建設業の2月の景気DIは43.7で前月比0.4ポイント減の3カ月連続の悪化となった。不動産業は前月比0.2ポイント増の46.3で2カ月連続の改善となっている。
調査各企業からは、「全国的に建設投資が活発」「不動産の売買取引は活況」という声が聞かれる一方、「施工における労働力不足とそれによる労賃の上昇、資機材の価格高騰が受注拡大の足かせとなっている」(一般管工事)、「仕事は豊富にあるが、受注単価が低い。また、材料費・外注費の上昇が続いているため利幅が縮小している」(電気配線工事)、「人手不足や物価上昇に加えて工期延滞により影響を受けている」(大工工事)、「単身者向け賃貸物件の入居が新型コロナ以降かなり苦戦している」(不動産代理・仲介)など、厳しい状況を訴える声が多かった。
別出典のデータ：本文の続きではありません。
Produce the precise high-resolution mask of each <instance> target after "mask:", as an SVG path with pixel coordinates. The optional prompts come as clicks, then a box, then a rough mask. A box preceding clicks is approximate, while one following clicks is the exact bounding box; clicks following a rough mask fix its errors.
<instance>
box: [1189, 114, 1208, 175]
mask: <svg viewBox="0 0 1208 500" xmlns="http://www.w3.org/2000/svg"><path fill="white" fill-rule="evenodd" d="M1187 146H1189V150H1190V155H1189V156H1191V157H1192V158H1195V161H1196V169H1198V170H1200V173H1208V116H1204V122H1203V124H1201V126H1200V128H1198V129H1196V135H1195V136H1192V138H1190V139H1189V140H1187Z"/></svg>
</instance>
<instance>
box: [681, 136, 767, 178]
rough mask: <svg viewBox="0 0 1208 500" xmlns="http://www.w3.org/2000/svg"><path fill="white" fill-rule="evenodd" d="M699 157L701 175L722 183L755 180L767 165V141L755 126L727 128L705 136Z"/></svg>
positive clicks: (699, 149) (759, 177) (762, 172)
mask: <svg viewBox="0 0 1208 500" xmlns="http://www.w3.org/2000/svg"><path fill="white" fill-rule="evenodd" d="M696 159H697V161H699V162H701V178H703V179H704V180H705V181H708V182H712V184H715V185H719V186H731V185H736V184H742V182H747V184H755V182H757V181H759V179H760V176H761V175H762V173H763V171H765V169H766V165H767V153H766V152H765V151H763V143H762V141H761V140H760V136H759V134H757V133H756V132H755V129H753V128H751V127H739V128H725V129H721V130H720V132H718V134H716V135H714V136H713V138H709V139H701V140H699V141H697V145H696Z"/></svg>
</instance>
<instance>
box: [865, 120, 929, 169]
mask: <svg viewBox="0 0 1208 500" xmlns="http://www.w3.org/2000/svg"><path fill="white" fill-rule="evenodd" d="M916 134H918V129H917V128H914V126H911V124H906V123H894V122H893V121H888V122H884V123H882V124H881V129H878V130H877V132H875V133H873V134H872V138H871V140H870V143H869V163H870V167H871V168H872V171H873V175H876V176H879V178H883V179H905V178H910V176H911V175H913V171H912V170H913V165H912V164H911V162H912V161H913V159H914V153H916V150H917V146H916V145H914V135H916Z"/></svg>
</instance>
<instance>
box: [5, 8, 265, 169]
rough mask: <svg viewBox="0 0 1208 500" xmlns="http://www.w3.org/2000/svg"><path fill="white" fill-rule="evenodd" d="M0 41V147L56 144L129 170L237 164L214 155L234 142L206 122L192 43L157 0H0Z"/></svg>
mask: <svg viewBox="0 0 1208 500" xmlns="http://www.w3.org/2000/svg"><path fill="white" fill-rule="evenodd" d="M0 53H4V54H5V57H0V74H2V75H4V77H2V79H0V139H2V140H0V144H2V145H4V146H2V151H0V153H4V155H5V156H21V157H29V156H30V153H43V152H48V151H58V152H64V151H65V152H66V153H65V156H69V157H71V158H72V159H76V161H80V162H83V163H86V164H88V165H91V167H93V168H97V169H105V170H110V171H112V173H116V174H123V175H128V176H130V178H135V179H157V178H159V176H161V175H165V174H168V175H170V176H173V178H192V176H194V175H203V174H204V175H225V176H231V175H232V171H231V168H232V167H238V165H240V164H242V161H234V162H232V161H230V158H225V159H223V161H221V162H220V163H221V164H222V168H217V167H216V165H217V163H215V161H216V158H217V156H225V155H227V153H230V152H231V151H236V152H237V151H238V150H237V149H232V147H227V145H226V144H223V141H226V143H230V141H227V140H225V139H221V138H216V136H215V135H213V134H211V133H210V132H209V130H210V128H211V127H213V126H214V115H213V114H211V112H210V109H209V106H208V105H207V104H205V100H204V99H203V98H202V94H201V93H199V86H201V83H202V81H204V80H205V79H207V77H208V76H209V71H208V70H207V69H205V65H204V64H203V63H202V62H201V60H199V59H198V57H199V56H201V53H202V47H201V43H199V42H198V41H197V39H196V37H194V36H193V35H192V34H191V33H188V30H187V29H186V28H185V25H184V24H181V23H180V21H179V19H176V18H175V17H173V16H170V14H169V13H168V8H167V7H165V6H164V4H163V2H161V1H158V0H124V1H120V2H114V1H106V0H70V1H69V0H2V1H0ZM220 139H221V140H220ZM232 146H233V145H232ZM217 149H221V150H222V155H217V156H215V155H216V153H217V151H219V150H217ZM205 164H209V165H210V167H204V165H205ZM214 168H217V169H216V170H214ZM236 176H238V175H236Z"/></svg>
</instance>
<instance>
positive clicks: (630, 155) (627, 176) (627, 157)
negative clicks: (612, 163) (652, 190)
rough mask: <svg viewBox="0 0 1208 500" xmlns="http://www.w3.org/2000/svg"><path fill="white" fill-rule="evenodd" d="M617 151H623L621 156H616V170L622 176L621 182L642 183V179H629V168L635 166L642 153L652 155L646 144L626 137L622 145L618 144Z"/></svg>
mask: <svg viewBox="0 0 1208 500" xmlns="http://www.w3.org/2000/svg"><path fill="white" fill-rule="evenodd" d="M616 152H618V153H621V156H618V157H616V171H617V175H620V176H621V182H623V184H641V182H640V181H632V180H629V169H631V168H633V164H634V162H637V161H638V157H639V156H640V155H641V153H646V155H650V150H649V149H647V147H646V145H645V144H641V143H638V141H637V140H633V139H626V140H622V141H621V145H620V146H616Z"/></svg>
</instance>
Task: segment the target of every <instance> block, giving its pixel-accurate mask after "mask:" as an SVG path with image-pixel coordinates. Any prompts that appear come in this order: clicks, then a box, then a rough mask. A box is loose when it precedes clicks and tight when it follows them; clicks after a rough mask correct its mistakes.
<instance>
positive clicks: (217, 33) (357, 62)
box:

先行きについては、景気上昇が見込まれるものの、「部材などの供給の遅れが懸念材料」 (一般電気工事)、「人件費・資材の高騰が引き続き利益に影響を与える」(建築工事)、「円安で資材が高止まりしており、今後の動きが読めない」(型枠大工工事)など、利益確保の困難な状況が継続するとの見通しを示す企業が目立つ。
また、「建築費高によるマンション価格の上昇に消費者がついてこれないほか、金利の先高感もありマイナス材料が多い」(建物売買)、「電気料金や固都税のさらなる上昇、インボイス制度の施行により、キャッシュフローで厳しくなることを見込んでいる」(貸事務所)といった声もあった。